然后,就这么奇怪的,几颗树非常合作地以吹枯拉朽之势很壮观地又非常听话地匍匐在地了,带起了阵阵树枝间的摩擦声,这种颇为壮观的声音,传入了附近衙役们的耳里,他们纷纷以最快的速度赶了来。
“头儿,你好厉害!”完全盲目崇拜他的衙役。
“头儿,这──我们还准备着去找那群军士商量,看他们能不能为我们提供一些必要的用具呢,没想到您一个人就把这事儿给解决了,头儿,属下太崇拜你了,对您的崇拜啊,那是如──滔滔江水,连绵不绝”喜欢拍长官马屁的衙役。
“头儿,你到底是怎么做到的?”有怀疑却不敢明着问的衙役。
冷着个脸,秦怀西没好气地从震惊中回过神来,冲着手下们怒吼道:“废话那么多做什么?还不快剔树枝树皮去?”想想,又觉该说什么,便添了一句:“树是被风吹倒的,关我屁事啊!”
“是!”这下,衙役们互相对望一眼,乖乖地闭了嘴。
抱拳在胸,秦怀西望着手下们的忙碌蹙眉半晌,突然像是想起了什么似的,招手示意其中一名他的副手和另外一名衙役过来:“小崔,五名秀女的安危,交给你,给我仔细着,冷姑娘独自一人去了前面的村子,我不放心,小孟,你随我一同前去,别多问,老子不想说废话,也别多猜,日后便知根晓!”

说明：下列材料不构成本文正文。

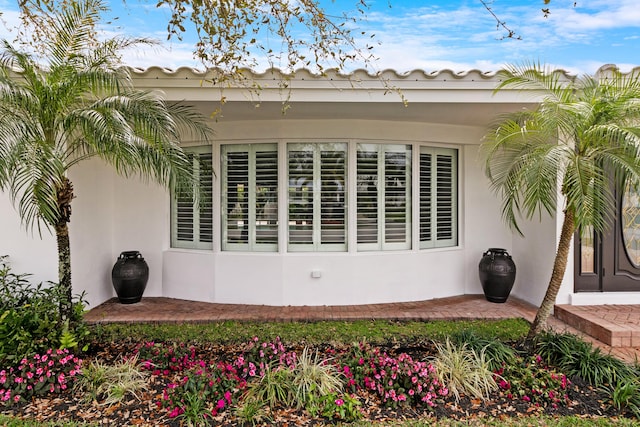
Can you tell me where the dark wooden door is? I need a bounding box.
[575,182,640,292]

“是!”头儿今天怎么有点反常?又好象有点儿罗嗦,他们只服从命令就是,自然知道该问的就问,不该问的不问这道理!
那叫小孟的衙役,平时没有什么多余的言语,虽然人长得有些瘦弱,几乎是兄弟们眼里不怎么起眼的角色,但,做事认真,而且算是他们中略懂医术之人,所以带他在身边,也是秦怀西的第一反应。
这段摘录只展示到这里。